Yes, Doodlebug is all sweet and adorable when wakened from her nap, cuddled into her little bed.


That is not the whole story.

Now imagine her jumping from the floor onto my back and holding on with her claws. Yes, this is another Doodle, the flip-side of cuddly, even though she makes that leap to purr and climb up onto my shoulders.

Those claws can do damage.

Yes, B(ad)a(ss)c(at) [pronounced Bassy] looks all sweet and adorable when wakened from her nap, comfortably lodged on her window chair.


That is not the whole story.

Now imagine her ripping my expensive terrycloth robe from the hanger on the back of my bedroom door, closing said door, and spending much of the evening shredding it into pieces just for the sake of sensory pleasure, purring all the while.

Those claws can do damage.

Beware: these cats are not as innocent as they look.

Saturday, November 22, 2014

Let's Hear It for Gerridae!

I  Weather Report: High and Low Temperatures
  • Nov 12 -- 44/33
  • Nov 13 -- 35/23
  • Nov 14 -- 33/19
  • Nov 15 -- 46/19
  • Nov 16 -- 51/37
  • Nov 17 -- 53/21
  • Nov 18 -- 30/15
  • Nov 19 -- 48/15
  • Nov 20 -- 53/26
  • Nov 21 -- 57/26
  • Nov 22 -- 62/39
II  Common Water Strider Nicknames
  • magic bugs
  • pond skaters
  • skimmers
  • water scooters
  • water skeeters
  • water skimmers
  • water spiders
  • Jesus bugs
III  Season

Year-round in the South. (Witness this Common Water Strider, one among many, in Abbo's Alley this afternoon.)

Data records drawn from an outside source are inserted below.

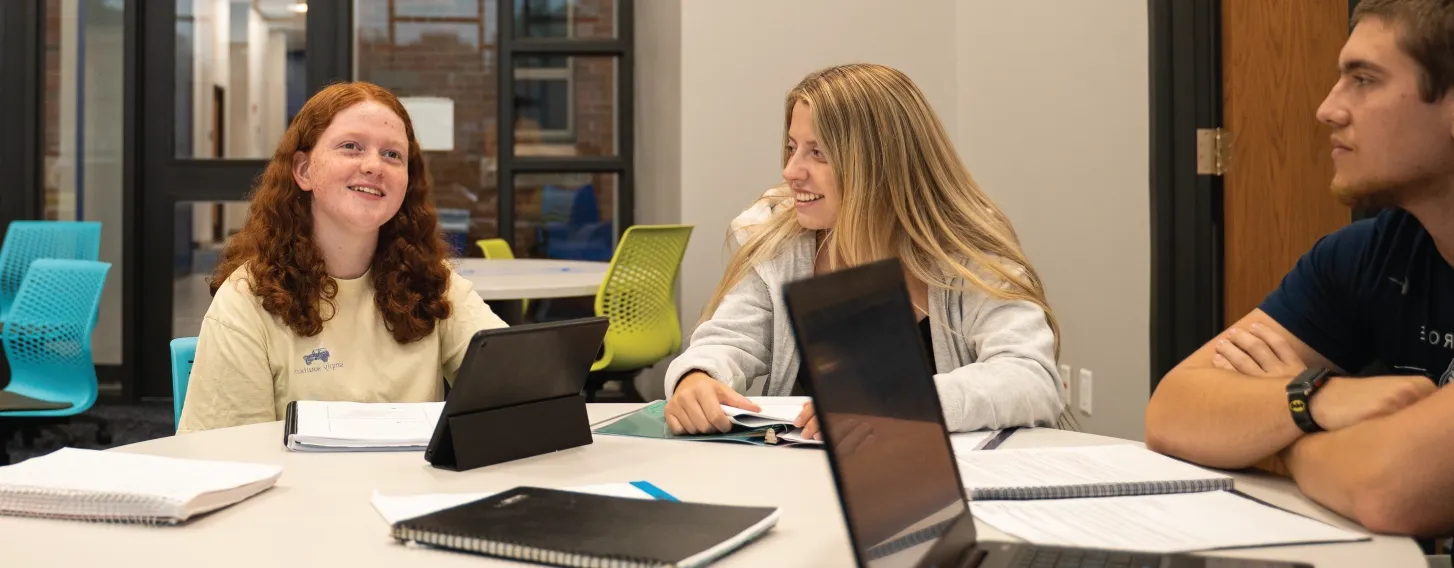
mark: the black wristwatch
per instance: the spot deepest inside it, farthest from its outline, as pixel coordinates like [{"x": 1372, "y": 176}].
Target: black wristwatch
[{"x": 1300, "y": 394}]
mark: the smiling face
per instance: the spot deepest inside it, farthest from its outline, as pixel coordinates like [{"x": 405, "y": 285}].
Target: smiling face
[
  {"x": 1389, "y": 144},
  {"x": 358, "y": 172},
  {"x": 807, "y": 172}
]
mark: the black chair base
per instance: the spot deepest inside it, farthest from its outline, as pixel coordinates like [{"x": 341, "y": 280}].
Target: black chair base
[
  {"x": 32, "y": 429},
  {"x": 628, "y": 392}
]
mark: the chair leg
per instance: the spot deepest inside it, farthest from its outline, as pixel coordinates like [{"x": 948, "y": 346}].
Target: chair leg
[
  {"x": 6, "y": 433},
  {"x": 28, "y": 435}
]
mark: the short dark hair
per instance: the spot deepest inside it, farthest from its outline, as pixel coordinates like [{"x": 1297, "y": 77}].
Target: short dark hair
[{"x": 1425, "y": 32}]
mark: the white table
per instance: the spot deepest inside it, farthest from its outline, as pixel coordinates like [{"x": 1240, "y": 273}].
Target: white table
[
  {"x": 531, "y": 278},
  {"x": 319, "y": 514}
]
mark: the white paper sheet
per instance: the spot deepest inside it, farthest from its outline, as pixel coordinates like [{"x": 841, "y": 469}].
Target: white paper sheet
[
  {"x": 434, "y": 122},
  {"x": 1156, "y": 523},
  {"x": 365, "y": 424},
  {"x": 775, "y": 410},
  {"x": 399, "y": 507},
  {"x": 1056, "y": 467}
]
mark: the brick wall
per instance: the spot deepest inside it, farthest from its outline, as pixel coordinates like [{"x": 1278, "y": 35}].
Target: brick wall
[{"x": 455, "y": 58}]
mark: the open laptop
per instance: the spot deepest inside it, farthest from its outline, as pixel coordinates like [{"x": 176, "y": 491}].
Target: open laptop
[
  {"x": 886, "y": 437},
  {"x": 515, "y": 366}
]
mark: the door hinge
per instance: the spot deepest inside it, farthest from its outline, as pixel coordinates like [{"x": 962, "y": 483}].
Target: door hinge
[{"x": 1213, "y": 150}]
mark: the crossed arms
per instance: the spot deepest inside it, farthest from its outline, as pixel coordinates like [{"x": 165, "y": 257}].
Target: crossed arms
[{"x": 1382, "y": 462}]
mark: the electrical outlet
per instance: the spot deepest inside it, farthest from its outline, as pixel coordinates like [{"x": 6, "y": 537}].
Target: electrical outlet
[{"x": 1085, "y": 390}]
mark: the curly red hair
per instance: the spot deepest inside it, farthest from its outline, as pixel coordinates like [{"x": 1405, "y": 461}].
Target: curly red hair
[{"x": 284, "y": 265}]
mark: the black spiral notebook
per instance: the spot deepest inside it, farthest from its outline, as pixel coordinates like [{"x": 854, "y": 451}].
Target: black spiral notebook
[{"x": 576, "y": 529}]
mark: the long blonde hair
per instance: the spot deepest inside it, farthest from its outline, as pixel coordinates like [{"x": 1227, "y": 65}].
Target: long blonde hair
[{"x": 905, "y": 193}]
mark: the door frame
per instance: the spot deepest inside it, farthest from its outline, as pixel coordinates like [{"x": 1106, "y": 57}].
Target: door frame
[
  {"x": 157, "y": 180},
  {"x": 22, "y": 67},
  {"x": 1187, "y": 265},
  {"x": 1185, "y": 77}
]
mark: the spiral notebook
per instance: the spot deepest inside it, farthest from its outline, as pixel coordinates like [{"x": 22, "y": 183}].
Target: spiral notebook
[
  {"x": 1085, "y": 471},
  {"x": 576, "y": 529},
  {"x": 119, "y": 487}
]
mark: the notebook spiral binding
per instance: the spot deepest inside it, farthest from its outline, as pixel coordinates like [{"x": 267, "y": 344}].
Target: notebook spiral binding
[
  {"x": 519, "y": 552},
  {"x": 1099, "y": 490},
  {"x": 95, "y": 507}
]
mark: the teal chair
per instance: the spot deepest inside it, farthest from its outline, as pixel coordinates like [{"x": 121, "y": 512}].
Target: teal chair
[
  {"x": 29, "y": 240},
  {"x": 47, "y": 339},
  {"x": 183, "y": 352}
]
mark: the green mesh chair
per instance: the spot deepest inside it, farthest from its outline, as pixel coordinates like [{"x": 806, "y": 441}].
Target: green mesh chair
[
  {"x": 636, "y": 295},
  {"x": 497, "y": 249}
]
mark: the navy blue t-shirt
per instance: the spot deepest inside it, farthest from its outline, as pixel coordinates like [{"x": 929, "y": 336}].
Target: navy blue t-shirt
[{"x": 1377, "y": 291}]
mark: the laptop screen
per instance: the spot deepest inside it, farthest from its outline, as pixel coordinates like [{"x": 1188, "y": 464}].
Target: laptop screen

Q: How the heck do they protect themselves from extreme cold?

V  Personal Observation

Jeezus! Bugs!

Friday, November 21, 2014

The most beautiful thing about the Bradford Pears in front of the Sewanee Post Office

is the flock of Cedar Waxwings gorging on the fruits.

What's a little bird poop when the rewards are so great?

Thursday, November 20, 2014

Accidental Commandment

If only it were that simple!

Wednesday, November 19, 2014


The way late afternoon sunlight washes a chapel arch, in pastel splotches of multicolored rouge, reminds me of a fresnel twilight, fading to black: 

(be)witching hour. 

Tuesday, November 18, 2014

A Poet Who Is a Kindred Spirit

at least in this regard:

All these great barns out here in the outskirts,
black creosote boards knee-deep in the bluegrass.
They look so beautifully abandoned, even in use.
You say they look like arks after the sea’s
dried up, I say they look like pirate ships,
and I think of that walk in the valley where
J said, You don’t believe in God? And I said,
No. I believe in this connection we all have
to nature, to each other, to the universe.
And she said, Yeah, God. And how we stood there,
low beasts among the white oaks, Spanish moss,
and spider webs, obsidian shards stuck in our pockets,
woodpecker flurry, and I refused to call it so.
So instead, we looked up at the unruly sky,
its clouds in simple animal shapes we could name
though we knew they were really just clouds—
disorderly, and marvelous, and ours.